“Got a good kicking”: Paul McCartney on why he was wrong for releasing ‘Press To Play’
No artist can claim to have a spotless track record throughout every aspect of their career. Even though there might be some fans that will follow their favourite acts to the ends of the Earth, there comes a point where everyone has to admit that they aren’t musical angels and that they have a few back pages not worth returning to. And while The Beatles have the closest thing to a perfect career that rock and roll has ever seen, Paul McCartney admitted that he was far off the mark when working on this album from the 1980s.

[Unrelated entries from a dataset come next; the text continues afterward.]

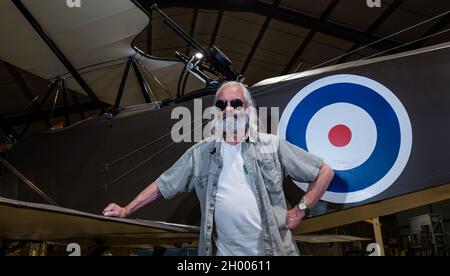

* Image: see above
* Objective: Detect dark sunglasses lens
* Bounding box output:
[230,99,244,109]
[216,100,227,111]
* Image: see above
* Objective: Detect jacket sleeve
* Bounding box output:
[278,139,323,183]
[156,148,194,199]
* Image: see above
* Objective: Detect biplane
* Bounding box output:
[0,0,450,254]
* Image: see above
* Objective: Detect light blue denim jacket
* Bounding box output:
[156,133,322,256]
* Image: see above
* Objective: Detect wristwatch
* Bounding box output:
[297,198,312,218]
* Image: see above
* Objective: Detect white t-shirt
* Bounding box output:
[214,142,264,256]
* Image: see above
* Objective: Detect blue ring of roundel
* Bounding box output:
[286,83,401,193]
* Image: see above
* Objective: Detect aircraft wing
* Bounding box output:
[0,197,198,245]
[0,0,200,105]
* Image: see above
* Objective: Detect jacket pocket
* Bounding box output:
[258,159,283,192]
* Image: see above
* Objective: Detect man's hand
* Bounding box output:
[286,206,305,229]
[103,203,129,218]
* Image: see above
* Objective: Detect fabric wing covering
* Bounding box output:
[0,0,201,106]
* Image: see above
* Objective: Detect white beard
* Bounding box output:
[214,108,257,142]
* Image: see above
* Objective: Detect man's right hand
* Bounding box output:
[103,203,129,218]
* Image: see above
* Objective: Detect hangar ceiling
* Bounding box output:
[0,0,450,144]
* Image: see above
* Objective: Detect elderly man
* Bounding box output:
[103,82,334,256]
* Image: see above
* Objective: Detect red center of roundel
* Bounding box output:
[328,125,352,148]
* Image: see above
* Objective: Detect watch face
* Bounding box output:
[298,202,308,210]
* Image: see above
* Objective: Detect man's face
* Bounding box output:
[216,86,247,139]
[217,86,245,114]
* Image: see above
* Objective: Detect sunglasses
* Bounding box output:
[216,99,244,111]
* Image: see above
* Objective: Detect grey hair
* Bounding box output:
[214,81,255,107]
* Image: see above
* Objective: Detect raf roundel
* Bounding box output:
[278,75,412,203]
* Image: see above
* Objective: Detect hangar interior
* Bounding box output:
[0,0,450,256]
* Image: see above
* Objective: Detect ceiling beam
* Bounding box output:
[187,9,198,57]
[412,13,450,48]
[209,11,223,48]
[281,0,339,75]
[241,0,281,75]
[336,0,405,64]
[147,12,153,55]
[143,0,401,50]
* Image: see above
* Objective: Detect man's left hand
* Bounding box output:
[286,206,305,229]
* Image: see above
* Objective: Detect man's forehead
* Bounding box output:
[219,85,244,98]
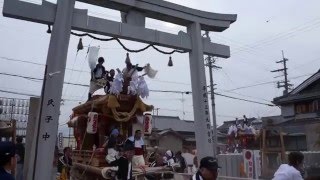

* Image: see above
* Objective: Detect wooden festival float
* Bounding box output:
[68,55,174,180]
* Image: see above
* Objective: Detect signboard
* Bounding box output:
[58,133,63,149]
[243,150,254,178]
[253,150,261,179]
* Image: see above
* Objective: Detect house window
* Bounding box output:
[295,99,320,114]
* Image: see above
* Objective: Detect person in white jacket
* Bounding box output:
[272,152,304,180]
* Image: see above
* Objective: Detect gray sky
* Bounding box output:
[0,0,320,135]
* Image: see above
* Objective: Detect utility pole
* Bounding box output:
[271,51,292,95]
[205,31,221,157]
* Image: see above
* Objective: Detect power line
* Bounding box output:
[0,55,191,86]
[214,93,274,106]
[0,56,90,73]
[225,74,312,92]
[0,73,276,106]
[233,18,320,55]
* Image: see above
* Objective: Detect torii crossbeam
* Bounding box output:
[3,0,237,180]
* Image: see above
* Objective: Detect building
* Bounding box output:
[0,97,30,137]
[146,116,225,152]
[262,70,320,151]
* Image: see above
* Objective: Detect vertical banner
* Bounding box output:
[243,149,253,178]
[253,150,261,179]
[143,113,152,135]
[58,133,63,149]
[87,112,99,134]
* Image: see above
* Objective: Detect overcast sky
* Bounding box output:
[0,0,320,135]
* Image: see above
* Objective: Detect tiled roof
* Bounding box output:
[152,116,194,132]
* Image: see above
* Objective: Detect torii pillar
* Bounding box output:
[3,0,237,180]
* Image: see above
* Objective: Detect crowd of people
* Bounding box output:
[226,115,259,153]
[0,136,25,180]
[0,135,319,180]
[88,53,157,100]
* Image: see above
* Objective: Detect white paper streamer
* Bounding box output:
[144,63,158,79]
[138,76,149,98]
[128,71,139,95]
[88,46,100,71]
[109,73,123,95]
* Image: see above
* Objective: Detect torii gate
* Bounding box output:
[3,0,237,180]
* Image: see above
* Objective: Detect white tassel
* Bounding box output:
[144,63,158,79]
[138,76,149,98]
[109,73,123,95]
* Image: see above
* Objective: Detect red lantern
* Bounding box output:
[143,114,152,134]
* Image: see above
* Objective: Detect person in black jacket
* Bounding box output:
[110,141,134,180]
[88,57,107,101]
[0,142,16,180]
[191,156,220,180]
[58,147,72,176]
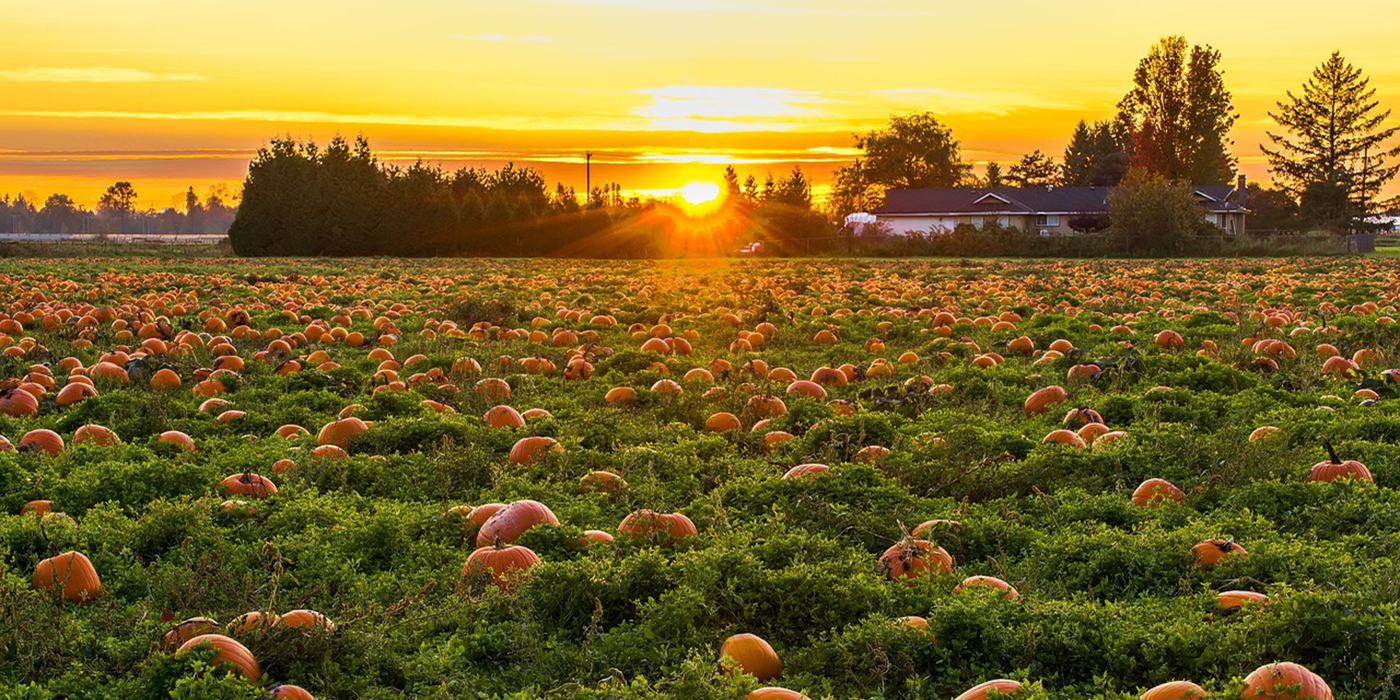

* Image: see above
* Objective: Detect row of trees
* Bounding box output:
[827,36,1400,231]
[228,136,830,258]
[0,182,237,234]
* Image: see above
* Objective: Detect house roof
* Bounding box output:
[874,185,1243,216]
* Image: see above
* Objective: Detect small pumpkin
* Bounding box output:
[34,552,102,603]
[462,545,540,591]
[175,634,262,682]
[879,538,953,585]
[720,633,783,680]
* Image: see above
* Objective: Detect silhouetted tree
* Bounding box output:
[1119,36,1236,183]
[1260,52,1400,230]
[1007,150,1060,188]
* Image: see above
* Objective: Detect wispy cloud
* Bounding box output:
[452,34,553,43]
[0,66,209,83]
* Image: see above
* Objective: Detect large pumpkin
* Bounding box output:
[34,552,102,603]
[720,634,783,680]
[1308,440,1375,483]
[1138,680,1211,700]
[476,500,559,547]
[462,545,539,591]
[20,428,63,456]
[879,538,953,585]
[176,634,262,680]
[316,416,370,447]
[1239,662,1331,700]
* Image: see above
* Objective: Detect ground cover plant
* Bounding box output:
[0,259,1400,700]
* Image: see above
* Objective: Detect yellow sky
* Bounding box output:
[0,0,1400,206]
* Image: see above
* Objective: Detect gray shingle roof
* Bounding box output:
[874,185,1240,214]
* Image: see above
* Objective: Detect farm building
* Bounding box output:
[872,175,1247,235]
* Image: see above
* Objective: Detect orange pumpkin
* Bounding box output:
[1239,662,1333,700]
[879,538,953,585]
[1138,680,1211,700]
[1133,479,1186,508]
[720,633,783,680]
[476,500,559,547]
[34,552,102,603]
[462,545,539,591]
[175,634,262,682]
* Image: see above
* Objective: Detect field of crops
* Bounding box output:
[0,259,1400,700]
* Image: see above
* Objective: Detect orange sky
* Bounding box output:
[0,0,1400,206]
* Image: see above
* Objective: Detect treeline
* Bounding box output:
[0,182,237,235]
[827,36,1400,232]
[228,136,832,258]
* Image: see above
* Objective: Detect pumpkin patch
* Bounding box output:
[0,260,1400,700]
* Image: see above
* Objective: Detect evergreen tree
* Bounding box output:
[1260,52,1400,228]
[1007,150,1060,188]
[981,161,1007,188]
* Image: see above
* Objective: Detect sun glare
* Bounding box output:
[680,181,720,207]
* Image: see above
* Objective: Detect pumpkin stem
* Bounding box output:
[1322,438,1341,465]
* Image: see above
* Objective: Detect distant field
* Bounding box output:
[0,259,1400,700]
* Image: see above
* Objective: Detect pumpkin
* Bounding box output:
[1249,426,1278,442]
[1191,539,1249,568]
[274,610,336,631]
[228,610,279,634]
[0,389,39,419]
[1308,440,1375,483]
[1239,662,1331,700]
[73,424,122,447]
[617,510,697,539]
[20,501,53,517]
[953,575,1021,601]
[316,416,370,448]
[34,552,102,603]
[955,678,1022,700]
[175,634,262,682]
[1138,680,1211,700]
[1215,591,1270,610]
[582,529,613,545]
[482,406,525,428]
[879,538,953,585]
[578,472,627,496]
[476,500,559,547]
[704,412,741,433]
[1133,479,1186,508]
[510,435,564,465]
[783,465,832,480]
[743,687,811,700]
[155,430,195,452]
[20,428,63,456]
[462,545,539,591]
[720,633,783,680]
[1023,385,1068,416]
[269,686,316,700]
[218,472,277,498]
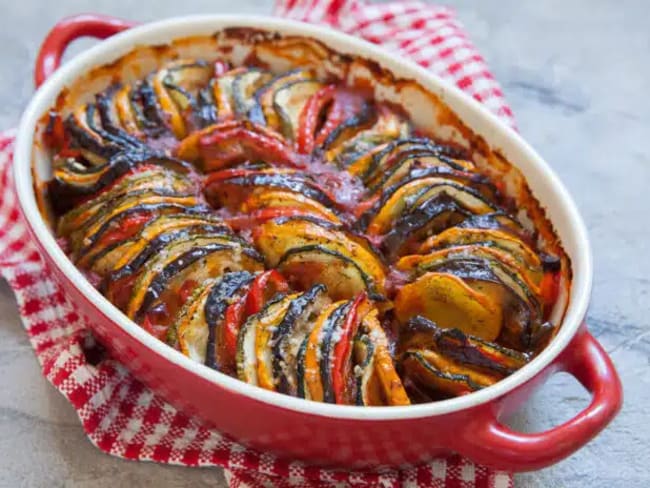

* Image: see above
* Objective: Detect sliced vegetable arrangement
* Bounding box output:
[47,59,560,406]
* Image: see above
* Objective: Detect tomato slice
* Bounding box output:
[246,269,289,315]
[332,292,367,404]
[199,127,296,169]
[225,207,318,230]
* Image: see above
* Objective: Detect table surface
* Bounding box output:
[0,0,650,488]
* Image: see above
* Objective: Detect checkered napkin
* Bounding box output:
[0,0,513,488]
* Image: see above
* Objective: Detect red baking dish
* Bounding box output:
[14,15,622,471]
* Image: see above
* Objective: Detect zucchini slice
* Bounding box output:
[89,83,143,148]
[366,153,498,201]
[173,271,254,370]
[57,166,196,236]
[321,100,377,151]
[271,284,330,396]
[355,308,411,405]
[131,77,174,139]
[112,85,143,137]
[126,236,263,322]
[255,293,300,391]
[248,69,315,132]
[86,214,230,279]
[48,150,194,214]
[314,300,352,403]
[203,271,255,371]
[400,350,498,397]
[232,68,272,118]
[205,168,337,209]
[396,244,541,296]
[422,253,543,351]
[151,59,213,139]
[353,334,384,406]
[64,104,123,166]
[176,120,296,172]
[395,272,503,341]
[381,184,495,258]
[167,279,217,363]
[355,137,474,184]
[241,188,341,224]
[457,211,535,245]
[69,190,199,258]
[419,227,544,286]
[253,217,385,300]
[278,245,386,301]
[237,294,288,386]
[368,178,495,235]
[399,317,529,376]
[212,67,248,121]
[273,80,324,140]
[105,212,231,284]
[325,106,409,168]
[296,300,348,402]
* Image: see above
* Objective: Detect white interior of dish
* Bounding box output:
[14,16,592,420]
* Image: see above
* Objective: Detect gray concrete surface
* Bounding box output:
[0,0,650,488]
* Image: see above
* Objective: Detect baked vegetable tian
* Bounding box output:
[46,55,561,406]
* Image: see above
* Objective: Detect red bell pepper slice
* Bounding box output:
[219,295,246,371]
[246,269,289,315]
[296,85,336,154]
[198,124,297,169]
[332,293,367,404]
[219,269,289,371]
[539,271,561,318]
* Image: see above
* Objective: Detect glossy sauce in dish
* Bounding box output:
[41,47,561,406]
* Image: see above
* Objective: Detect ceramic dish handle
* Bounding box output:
[464,325,623,471]
[34,14,135,88]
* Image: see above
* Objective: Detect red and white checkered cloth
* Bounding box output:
[0,0,514,488]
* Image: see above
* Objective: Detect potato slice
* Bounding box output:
[395,272,503,341]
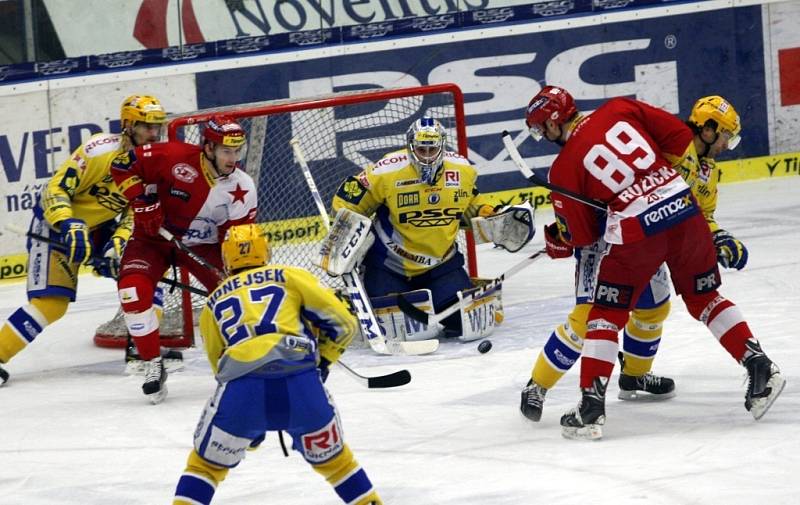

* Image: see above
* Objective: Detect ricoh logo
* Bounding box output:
[644,194,693,226]
[472,7,514,24]
[412,15,456,32]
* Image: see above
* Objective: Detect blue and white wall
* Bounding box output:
[0,0,800,275]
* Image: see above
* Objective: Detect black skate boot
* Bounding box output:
[742,340,786,419]
[618,372,675,401]
[0,366,9,386]
[561,377,608,440]
[142,356,167,405]
[519,379,547,422]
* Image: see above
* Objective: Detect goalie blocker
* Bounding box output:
[314,209,375,277]
[472,200,536,252]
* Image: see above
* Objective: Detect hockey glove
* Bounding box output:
[317,356,331,384]
[544,223,574,259]
[713,230,747,270]
[92,236,125,279]
[131,195,164,237]
[61,218,92,264]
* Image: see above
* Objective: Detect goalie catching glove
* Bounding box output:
[314,208,375,277]
[472,200,536,252]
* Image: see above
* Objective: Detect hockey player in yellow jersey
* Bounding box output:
[173,224,382,505]
[520,96,747,421]
[0,95,166,385]
[333,117,516,336]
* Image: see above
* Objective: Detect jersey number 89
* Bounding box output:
[583,121,656,194]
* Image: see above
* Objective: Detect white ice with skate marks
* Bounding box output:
[0,178,800,505]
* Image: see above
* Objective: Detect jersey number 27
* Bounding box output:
[214,284,285,345]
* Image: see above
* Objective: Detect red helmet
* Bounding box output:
[525,86,578,141]
[203,115,247,147]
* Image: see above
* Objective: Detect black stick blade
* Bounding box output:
[367,370,411,389]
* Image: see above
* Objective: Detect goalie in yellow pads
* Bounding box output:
[325,117,532,340]
[173,224,382,505]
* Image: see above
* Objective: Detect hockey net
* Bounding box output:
[95,84,477,347]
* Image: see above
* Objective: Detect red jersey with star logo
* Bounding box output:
[111,142,257,245]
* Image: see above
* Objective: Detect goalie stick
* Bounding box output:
[336,360,411,389]
[6,224,208,296]
[503,130,608,212]
[397,249,546,325]
[289,138,439,355]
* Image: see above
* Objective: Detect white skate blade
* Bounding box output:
[750,373,786,421]
[617,389,675,402]
[145,384,167,405]
[561,424,603,440]
[125,358,186,375]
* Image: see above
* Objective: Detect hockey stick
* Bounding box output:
[397,249,546,325]
[336,360,411,389]
[158,226,227,280]
[289,138,439,355]
[503,130,608,212]
[6,224,208,296]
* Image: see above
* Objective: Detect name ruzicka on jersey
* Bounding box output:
[618,167,678,203]
[206,268,286,308]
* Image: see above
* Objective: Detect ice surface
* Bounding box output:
[0,178,800,505]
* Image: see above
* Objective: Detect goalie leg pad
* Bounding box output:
[458,284,503,342]
[314,208,375,277]
[370,289,440,340]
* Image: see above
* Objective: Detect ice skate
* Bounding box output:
[142,356,167,405]
[561,377,608,440]
[0,366,9,386]
[742,343,786,420]
[617,372,675,401]
[519,379,547,422]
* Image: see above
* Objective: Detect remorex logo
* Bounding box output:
[641,193,694,228]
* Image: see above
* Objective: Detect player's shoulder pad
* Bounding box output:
[444,151,472,167]
[336,175,369,205]
[83,133,122,158]
[111,150,136,171]
[370,149,411,175]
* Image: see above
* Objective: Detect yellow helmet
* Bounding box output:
[222,224,271,273]
[119,95,167,131]
[689,95,742,149]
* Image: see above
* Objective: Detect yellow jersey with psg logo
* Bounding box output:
[676,142,719,233]
[39,133,130,230]
[333,149,490,277]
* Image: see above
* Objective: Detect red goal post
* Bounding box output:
[95,84,477,347]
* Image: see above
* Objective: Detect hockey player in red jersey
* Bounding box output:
[527,86,785,438]
[111,115,256,403]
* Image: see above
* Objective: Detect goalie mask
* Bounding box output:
[406,117,447,185]
[689,95,742,149]
[222,224,271,274]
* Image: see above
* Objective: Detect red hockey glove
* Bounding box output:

Then again, most people of Macca’s generation were already in for a bit of a shake-up when tackling the MTV generation. David Bowie managed to make the jump from Ziggy Stardust to pin-up star when Let’s Dance got rolling, and with a few co-writes with Michael Jackson, McCartney was already turning into one of the best pop stars of his generation, even if it meant sitting through something like ‘Ebony and Ivory’.
Once the decade reached its end, though, MTV started to warm up to some of the rock and roll legends of old. George Harrison would have one of his last major hits, and given the fact that everyone from John Fogerty to the Grateful Dead were having resurgences, that should have been a prime time for McCartney to make a dent, but that’s not what happened.
First of all, the former Beatle already had to come off of the bad press for Give My Regards to Broad Street, which, while occasionally charming, was taken as a major offence by fans who preferred the classic Beatles recordings rather than him reimagining his old tunes. When he did get back to the studio, though, McCartney decided that it was time to reach peak middle age and go full-on dad rock on Press to Play.
While it’s unfair to call this a completely skippable album, ‘The Cute Beatle’ is not in his element all that much. Tunes like ‘Press’ are fun enough, but listening to him try to capture his past weirdness on ‘However Absurd’ or try to make his own version of a punk tune on ‘Angry’ is borderline self-parody coming from the same person who was singing ‘Let It Be’ with thousands of people at Live Aid.
Although Macca has gone the way of Eric Idle by always looking on the bright side, he did cop to Press to Play being fairly messy, saying, “An album like Press To Play – that got a good kicking when it came out in ’86. Quite right, too. It’s not that I make a below-par record and think, ‘Oh well, it’s crap, but I’ll stick it out anyway.’ I must like them when I finish them. What can I say? Sometimes I’m wrong.”
If this was the low point of McCartney’s recording career, though, it didn’t take him long to bounce back. His work on Flowers in the Dirt with Elvis Costello made for a great cynical partner to bounce ideas off, and listening to Flaming Pie, it was clear he was taking the pieces that worked from that dad-rock phase and incorporating some beauty and a bit of whimsy back into his sound.
But as it stands, Press to Play is still one of McCartney’s most neutered albums. Although he had gained a reputation as one of the most easygoing people in the music industry, having an album that was meant to be a more mature take on his old sound was never going to suit him all that well.